For most people family is everything. They are the individuals who see us at our lowest and who share the greatest joys with us in our lives. They are there for celebrations and for the everyday stuff that sometimes, gets the best of us. When we need a shoulder to lean on, we turn to family. It’s the unconditional love that can get us through anything because we know at the end of the day,

It’s the unconditional love that can get us through anything because we know at the end of the day, family is there no matter what. They are all that we need. However, even with all the love that we exude for our loved ones, sometimes situations and circumstances happen that test the unshakable bond that connects us. This is especially true when dealing with a parent who has a chronic disease and for whatever reason, refuses to take care of him or her self.

It’s hard seeing someone that you love not only go through sickness but also not do his or her part to get better. This has been my reality for the last few years as my mother suffers from complications from diabetes. It’s not easy seeing her go through the ups and downs of having the disease and add in the fact that she doesn’t do what she’s supposed to do most days, it can be damn near impossible to cope. It’s in the moments when death is literally knocking on her door, and my brothers and I don’t know what to expect because her sugar is so low that she is unresponsive and the paramedics are on their way that resentment and apathy can set in. “Why don’t you just do right mom?” is what I say to her and myself over and over. As I’ve dealt with this situation, I’ve come to realize that for some people with diabetes or who suffer from the complications of managing the autoimmune disease properly, it’s not always as simple as taking their meds and eating right. As a loved one, I have to be patient. I can’t just blow up and go off when things aren’t okay. I have to be empathetic.

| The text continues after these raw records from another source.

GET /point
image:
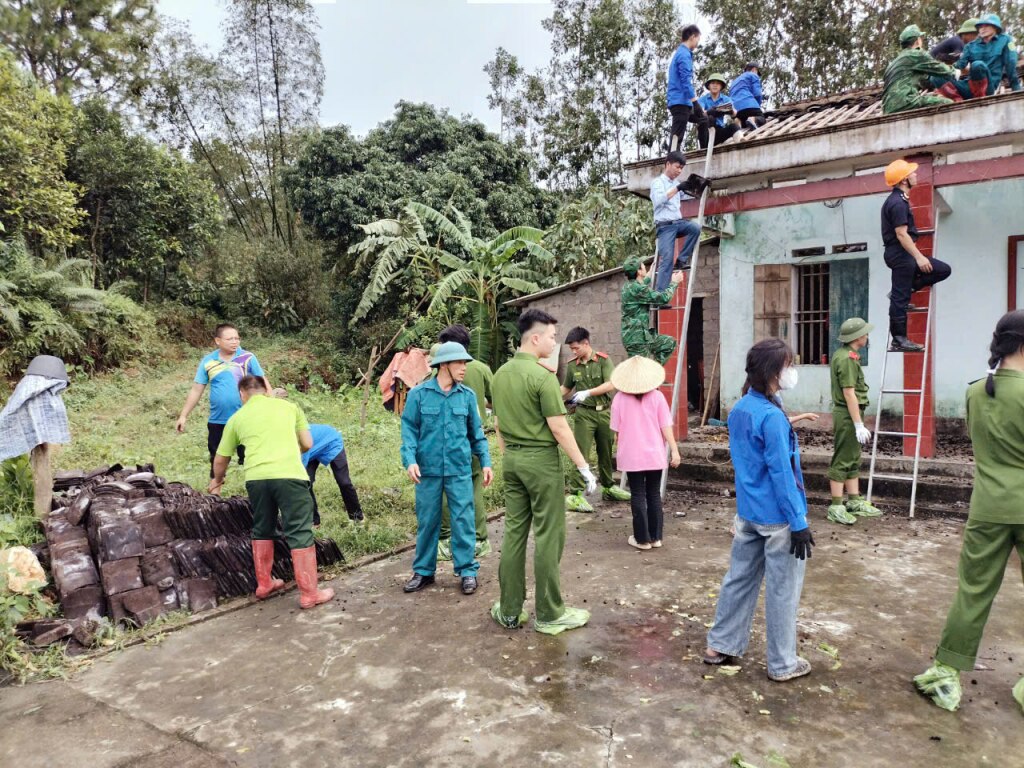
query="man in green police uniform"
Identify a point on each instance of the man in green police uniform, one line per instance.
(478, 377)
(589, 373)
(274, 433)
(529, 419)
(849, 401)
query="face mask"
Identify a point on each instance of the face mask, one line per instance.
(788, 378)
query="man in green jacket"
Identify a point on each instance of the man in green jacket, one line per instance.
(849, 432)
(990, 56)
(912, 70)
(637, 299)
(478, 377)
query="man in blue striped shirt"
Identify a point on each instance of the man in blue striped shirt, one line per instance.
(666, 195)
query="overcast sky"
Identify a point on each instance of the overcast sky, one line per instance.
(377, 52)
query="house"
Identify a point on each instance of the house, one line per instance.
(797, 206)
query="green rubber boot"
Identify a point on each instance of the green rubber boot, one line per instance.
(577, 503)
(444, 550)
(862, 508)
(509, 623)
(941, 684)
(838, 513)
(614, 494)
(572, 619)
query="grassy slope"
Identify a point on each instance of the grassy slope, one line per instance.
(128, 417)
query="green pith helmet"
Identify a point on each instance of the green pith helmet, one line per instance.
(853, 329)
(992, 20)
(450, 351)
(969, 27)
(910, 34)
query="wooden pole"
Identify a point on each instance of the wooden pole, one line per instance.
(714, 369)
(42, 476)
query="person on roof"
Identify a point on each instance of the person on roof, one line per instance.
(990, 57)
(719, 108)
(912, 70)
(748, 97)
(911, 270)
(950, 49)
(682, 98)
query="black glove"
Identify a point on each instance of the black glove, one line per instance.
(801, 543)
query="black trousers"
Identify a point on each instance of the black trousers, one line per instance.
(681, 115)
(907, 278)
(213, 434)
(645, 500)
(722, 134)
(339, 466)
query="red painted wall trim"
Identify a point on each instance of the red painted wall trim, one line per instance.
(1012, 245)
(947, 175)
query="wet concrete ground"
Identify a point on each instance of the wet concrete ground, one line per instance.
(378, 678)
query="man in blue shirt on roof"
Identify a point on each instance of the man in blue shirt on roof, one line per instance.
(748, 97)
(222, 370)
(329, 450)
(682, 97)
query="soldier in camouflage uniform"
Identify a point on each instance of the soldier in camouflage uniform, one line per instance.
(638, 297)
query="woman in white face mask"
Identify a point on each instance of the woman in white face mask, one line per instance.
(772, 541)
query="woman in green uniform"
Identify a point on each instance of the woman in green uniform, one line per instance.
(995, 524)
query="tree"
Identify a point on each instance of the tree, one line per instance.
(36, 200)
(339, 182)
(86, 46)
(148, 210)
(461, 274)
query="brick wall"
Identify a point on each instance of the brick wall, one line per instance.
(596, 306)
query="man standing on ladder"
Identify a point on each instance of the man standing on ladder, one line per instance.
(911, 270)
(849, 432)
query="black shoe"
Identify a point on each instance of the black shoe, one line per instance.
(903, 344)
(417, 583)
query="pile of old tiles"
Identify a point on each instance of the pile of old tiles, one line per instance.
(129, 546)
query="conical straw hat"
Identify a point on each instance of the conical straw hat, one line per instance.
(637, 376)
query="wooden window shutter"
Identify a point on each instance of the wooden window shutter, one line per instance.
(772, 301)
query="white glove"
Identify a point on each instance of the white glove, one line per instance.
(863, 433)
(580, 396)
(589, 478)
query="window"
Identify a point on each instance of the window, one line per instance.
(811, 313)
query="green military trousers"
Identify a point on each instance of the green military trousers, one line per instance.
(535, 496)
(983, 561)
(591, 426)
(479, 510)
(845, 463)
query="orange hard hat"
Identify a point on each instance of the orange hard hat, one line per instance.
(898, 170)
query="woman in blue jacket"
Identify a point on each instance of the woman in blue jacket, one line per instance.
(772, 540)
(747, 97)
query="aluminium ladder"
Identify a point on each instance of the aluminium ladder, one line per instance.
(920, 392)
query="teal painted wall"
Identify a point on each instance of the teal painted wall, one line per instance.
(972, 239)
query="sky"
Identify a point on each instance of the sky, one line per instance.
(377, 52)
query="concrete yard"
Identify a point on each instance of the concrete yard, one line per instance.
(378, 678)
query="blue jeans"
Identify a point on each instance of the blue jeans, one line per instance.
(458, 491)
(760, 551)
(667, 232)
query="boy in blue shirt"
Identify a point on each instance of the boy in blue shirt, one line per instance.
(440, 433)
(719, 109)
(329, 450)
(222, 370)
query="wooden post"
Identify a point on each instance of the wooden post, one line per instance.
(42, 476)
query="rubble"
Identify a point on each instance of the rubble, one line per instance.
(126, 546)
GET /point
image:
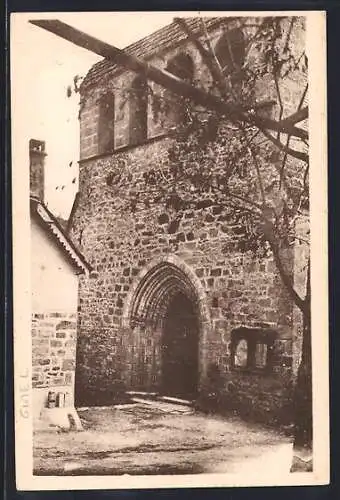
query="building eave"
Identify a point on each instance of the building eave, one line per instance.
(58, 235)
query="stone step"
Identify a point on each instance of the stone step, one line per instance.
(165, 406)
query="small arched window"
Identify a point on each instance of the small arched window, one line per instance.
(138, 103)
(252, 348)
(230, 50)
(106, 124)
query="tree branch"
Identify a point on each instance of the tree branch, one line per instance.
(164, 78)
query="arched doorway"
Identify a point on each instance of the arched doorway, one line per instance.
(166, 319)
(180, 337)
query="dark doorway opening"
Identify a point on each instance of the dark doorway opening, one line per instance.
(180, 348)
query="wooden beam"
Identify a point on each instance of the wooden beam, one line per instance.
(163, 78)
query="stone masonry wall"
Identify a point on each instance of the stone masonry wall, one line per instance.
(53, 349)
(119, 243)
(240, 289)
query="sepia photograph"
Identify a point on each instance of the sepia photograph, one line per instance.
(170, 249)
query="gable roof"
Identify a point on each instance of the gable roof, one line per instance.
(58, 236)
(153, 44)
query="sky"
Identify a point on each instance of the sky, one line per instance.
(42, 67)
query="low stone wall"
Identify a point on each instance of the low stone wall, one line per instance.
(53, 355)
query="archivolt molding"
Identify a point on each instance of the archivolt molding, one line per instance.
(153, 289)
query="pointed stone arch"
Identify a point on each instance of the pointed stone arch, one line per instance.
(159, 279)
(147, 315)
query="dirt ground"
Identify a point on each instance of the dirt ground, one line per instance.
(142, 439)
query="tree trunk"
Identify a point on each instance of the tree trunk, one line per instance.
(303, 397)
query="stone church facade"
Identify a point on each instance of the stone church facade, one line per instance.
(168, 305)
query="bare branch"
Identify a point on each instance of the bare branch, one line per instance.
(164, 78)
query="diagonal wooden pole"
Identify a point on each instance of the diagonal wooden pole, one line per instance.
(164, 78)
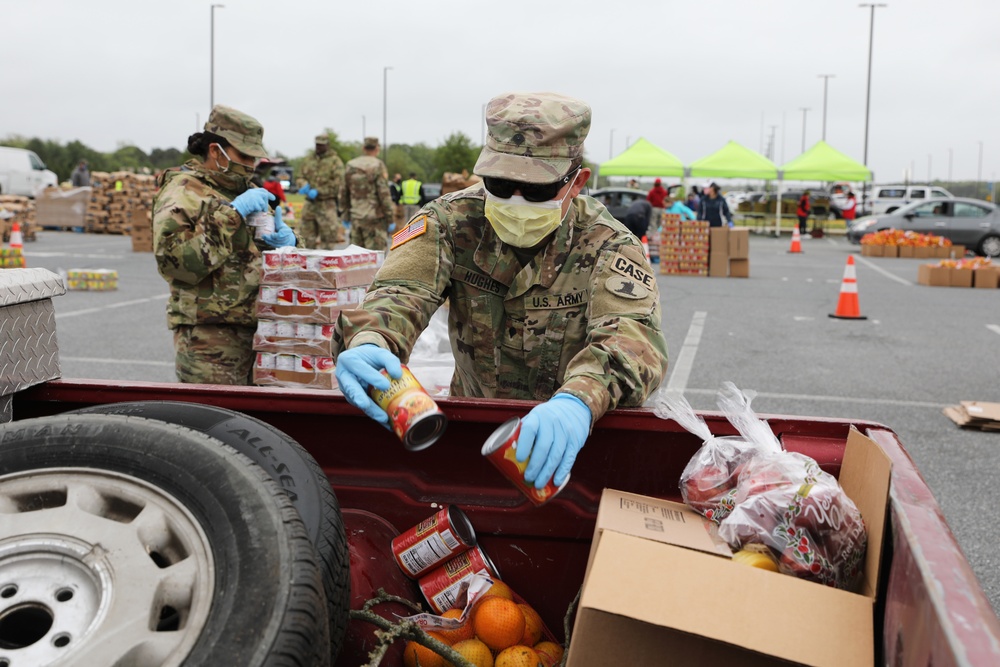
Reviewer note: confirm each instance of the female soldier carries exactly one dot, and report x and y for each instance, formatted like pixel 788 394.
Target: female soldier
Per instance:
pixel 207 253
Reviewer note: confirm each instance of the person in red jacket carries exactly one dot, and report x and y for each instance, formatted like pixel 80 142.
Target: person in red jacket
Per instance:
pixel 803 211
pixel 655 198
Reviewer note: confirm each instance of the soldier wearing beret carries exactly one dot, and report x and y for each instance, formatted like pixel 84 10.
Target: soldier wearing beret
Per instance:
pixel 324 173
pixel 367 199
pixel 207 252
pixel 551 298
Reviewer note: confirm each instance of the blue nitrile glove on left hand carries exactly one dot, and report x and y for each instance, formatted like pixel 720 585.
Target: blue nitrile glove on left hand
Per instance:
pixel 253 200
pixel 282 235
pixel 552 434
pixel 360 367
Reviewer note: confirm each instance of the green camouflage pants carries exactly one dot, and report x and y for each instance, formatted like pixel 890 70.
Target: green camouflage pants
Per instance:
pixel 371 234
pixel 320 226
pixel 214 353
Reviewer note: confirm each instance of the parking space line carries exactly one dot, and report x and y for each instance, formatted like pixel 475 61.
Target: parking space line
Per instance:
pixel 120 362
pixel 685 360
pixel 885 273
pixel 120 304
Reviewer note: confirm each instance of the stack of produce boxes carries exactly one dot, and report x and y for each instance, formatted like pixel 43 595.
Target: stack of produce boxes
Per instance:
pixel 684 246
pixel 302 292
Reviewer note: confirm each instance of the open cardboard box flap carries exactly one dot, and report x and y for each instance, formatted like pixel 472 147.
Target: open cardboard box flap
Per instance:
pixel 658 565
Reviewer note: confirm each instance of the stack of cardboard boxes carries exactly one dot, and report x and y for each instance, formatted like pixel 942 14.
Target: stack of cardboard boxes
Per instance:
pixel 115 198
pixel 301 295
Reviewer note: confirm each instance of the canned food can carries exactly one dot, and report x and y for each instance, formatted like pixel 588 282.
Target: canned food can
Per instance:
pixel 440 586
pixel 414 416
pixel 500 449
pixel 434 540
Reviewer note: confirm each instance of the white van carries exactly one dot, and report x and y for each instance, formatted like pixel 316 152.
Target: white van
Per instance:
pixel 23 173
pixel 887 198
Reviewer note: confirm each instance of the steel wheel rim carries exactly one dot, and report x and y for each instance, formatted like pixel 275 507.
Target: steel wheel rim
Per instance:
pixel 100 567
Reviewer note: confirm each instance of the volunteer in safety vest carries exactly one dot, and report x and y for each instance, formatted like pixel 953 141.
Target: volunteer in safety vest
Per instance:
pixel 413 194
pixel 551 298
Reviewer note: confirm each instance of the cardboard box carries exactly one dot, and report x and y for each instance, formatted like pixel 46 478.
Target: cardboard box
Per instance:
pixel 933 275
pixel 739 243
pixel 718 239
pixel 718 265
pixel 960 277
pixel 658 591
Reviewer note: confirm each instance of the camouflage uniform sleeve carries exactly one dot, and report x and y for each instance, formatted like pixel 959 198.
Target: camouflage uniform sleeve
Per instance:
pixel 192 231
pixel 408 289
pixel 625 357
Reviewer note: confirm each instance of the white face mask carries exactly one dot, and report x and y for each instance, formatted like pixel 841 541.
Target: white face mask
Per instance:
pixel 521 223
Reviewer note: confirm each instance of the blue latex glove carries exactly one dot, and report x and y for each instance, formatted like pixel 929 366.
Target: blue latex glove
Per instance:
pixel 552 434
pixel 283 234
pixel 360 367
pixel 253 200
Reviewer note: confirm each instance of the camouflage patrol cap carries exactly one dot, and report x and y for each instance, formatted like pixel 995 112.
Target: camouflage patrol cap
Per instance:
pixel 243 132
pixel 533 137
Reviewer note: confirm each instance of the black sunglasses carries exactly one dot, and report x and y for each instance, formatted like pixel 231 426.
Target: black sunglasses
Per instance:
pixel 534 192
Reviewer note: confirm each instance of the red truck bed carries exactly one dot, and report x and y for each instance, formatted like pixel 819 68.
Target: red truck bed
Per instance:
pixel 932 609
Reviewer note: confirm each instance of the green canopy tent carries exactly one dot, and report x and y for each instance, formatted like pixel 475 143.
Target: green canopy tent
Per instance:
pixel 643 158
pixel 734 161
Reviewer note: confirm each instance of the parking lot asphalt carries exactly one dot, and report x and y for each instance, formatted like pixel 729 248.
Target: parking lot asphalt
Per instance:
pixel 919 350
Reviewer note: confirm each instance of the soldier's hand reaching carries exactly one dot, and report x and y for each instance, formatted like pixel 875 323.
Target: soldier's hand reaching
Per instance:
pixel 552 434
pixel 254 200
pixel 360 367
pixel 283 234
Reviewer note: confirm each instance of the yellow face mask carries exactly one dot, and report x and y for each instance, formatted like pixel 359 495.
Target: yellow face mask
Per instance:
pixel 521 223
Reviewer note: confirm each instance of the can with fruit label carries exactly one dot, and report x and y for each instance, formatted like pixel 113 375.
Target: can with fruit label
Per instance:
pixel 434 540
pixel 440 586
pixel 413 415
pixel 501 447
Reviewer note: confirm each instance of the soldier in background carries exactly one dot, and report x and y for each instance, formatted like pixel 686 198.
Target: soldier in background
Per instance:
pixel 324 174
pixel 208 254
pixel 366 199
pixel 551 299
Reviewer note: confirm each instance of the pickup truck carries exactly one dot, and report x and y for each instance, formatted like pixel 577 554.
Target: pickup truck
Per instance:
pixel 930 607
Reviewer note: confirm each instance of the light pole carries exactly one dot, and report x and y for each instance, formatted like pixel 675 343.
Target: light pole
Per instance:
pixel 868 95
pixel 385 107
pixel 826 80
pixel 804 112
pixel 211 93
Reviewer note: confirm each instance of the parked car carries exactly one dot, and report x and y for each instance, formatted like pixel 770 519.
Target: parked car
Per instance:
pixel 970 222
pixel 888 198
pixel 23 173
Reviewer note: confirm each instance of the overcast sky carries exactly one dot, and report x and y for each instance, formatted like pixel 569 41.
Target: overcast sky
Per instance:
pixel 687 76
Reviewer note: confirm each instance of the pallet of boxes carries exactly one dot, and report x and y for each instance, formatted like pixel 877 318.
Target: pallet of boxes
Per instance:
pixel 301 295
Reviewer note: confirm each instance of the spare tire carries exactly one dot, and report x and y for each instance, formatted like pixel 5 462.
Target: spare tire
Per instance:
pixel 131 541
pixel 290 465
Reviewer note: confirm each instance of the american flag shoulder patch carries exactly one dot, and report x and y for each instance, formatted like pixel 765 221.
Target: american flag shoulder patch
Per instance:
pixel 411 231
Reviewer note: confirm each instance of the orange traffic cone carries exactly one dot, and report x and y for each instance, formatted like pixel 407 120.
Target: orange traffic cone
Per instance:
pixel 847 306
pixel 796 241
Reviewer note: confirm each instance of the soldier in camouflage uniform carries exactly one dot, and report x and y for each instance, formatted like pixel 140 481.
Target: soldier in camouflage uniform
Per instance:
pixel 206 251
pixel 551 298
pixel 324 171
pixel 366 198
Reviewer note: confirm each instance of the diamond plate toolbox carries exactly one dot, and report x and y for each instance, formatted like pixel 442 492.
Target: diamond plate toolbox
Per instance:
pixel 29 352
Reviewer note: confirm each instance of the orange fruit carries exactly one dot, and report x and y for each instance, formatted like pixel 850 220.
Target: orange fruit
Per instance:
pixel 498 622
pixel 550 653
pixel 517 656
pixel 500 589
pixel 414 654
pixel 458 634
pixel 532 626
pixel 474 651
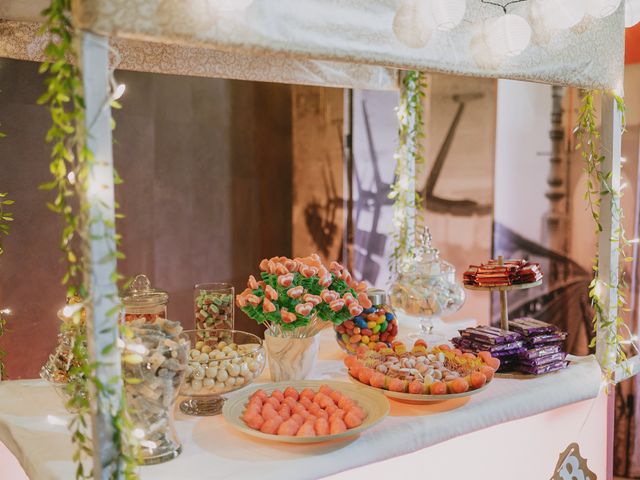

Dealing with a parent under these circumstances can be taxing and worst of all, it can be depressing. But I’ve found that the approach I use and the way I view what’s happening makes all the difference in the world from day to day. So if you are in the same boat and feel like you are at your wit’s end with a parent who just won’t take care of him or her self, here are some tips on how to better handle your situation.

diabetes statistics 2017

Don’t Give Up

I know it can be easy to say, “forget it” and just leave your parent to his or her own devices. I mean, after all, they are grown. But know that even though they may not always show it, what you do does matter, and they do appreciate it. I say keep working diligently because it is helping.

Manage Your Expectations

In the beginning, my brothers and I were determined to get my mother better; to cure her of her diabetes. We bought kitchen items so that she could cook healthy foods. We moved into her house to help look after her, and we spent money on wholesome foods so that she could eat better. We believed that doing all this would solve the problem, but ultimately it didn’t. Your parent has to do his or her part to make it all work, and when that doesn’t happen, the best thing to do is manage your expectations. At this point, I am not giving up on my mom, and I don’t know if she’ll ever truly manage her condition so I adjusted my expectations of healing to maintaining. Keeping her levels within a certain range and making sure she eats at least three meals a day is a win in my book.

Consider The Possibility of Undiagnosed Mental Issues

For a long time, my family and I were extremely frustrated with my mother and what seemed like her unwillingness to take her meds and stop eating things like candy. Then my aunt and I considered that perhaps there is a mental health issue that is actually inhibiting her from understanding the reality of her plight and thus making it hard for her to take care of herself even when given the tools to do so. In my mom’s case, she suffers from severe depression from losing her job a year ago as well as un-dealt with stuff from her past that all contribute to the often hopeless way she deals with her diabetes. Knowing this is a start to getting to the root of the problem. It brings perspective.

signs and symptoms of diabetes in all children adults

Be Patient and Have Some Compassion

Being patient and not giving up are two different things. You can continue to do what you are doing to help your parent, essentially not giving up, but have a negative, resentful, frustrating attitude. All of those feelings are understandable, but they don’t help. Being patient and showing compassion is approaching the situation from a place of love and understanding. Trust me, I know it’s a whole lot easier said than done. This is where managing your expectations come into play. When you do all that you can, and things still don’t improve, draw from compassion, not frustration, to get you through. At times you will feel like you are just going through the motions to help your parent merely survive day to day and the truth is, in the moments, that’s enough.

I want to encourage anyone going through a similar situation. Our parents don’t always listen to us and even in the most trying times when dealing with a loved one’s sickness, just know your efforts are well worth the possibility of them one day seeing the light and taking care of their health on their own.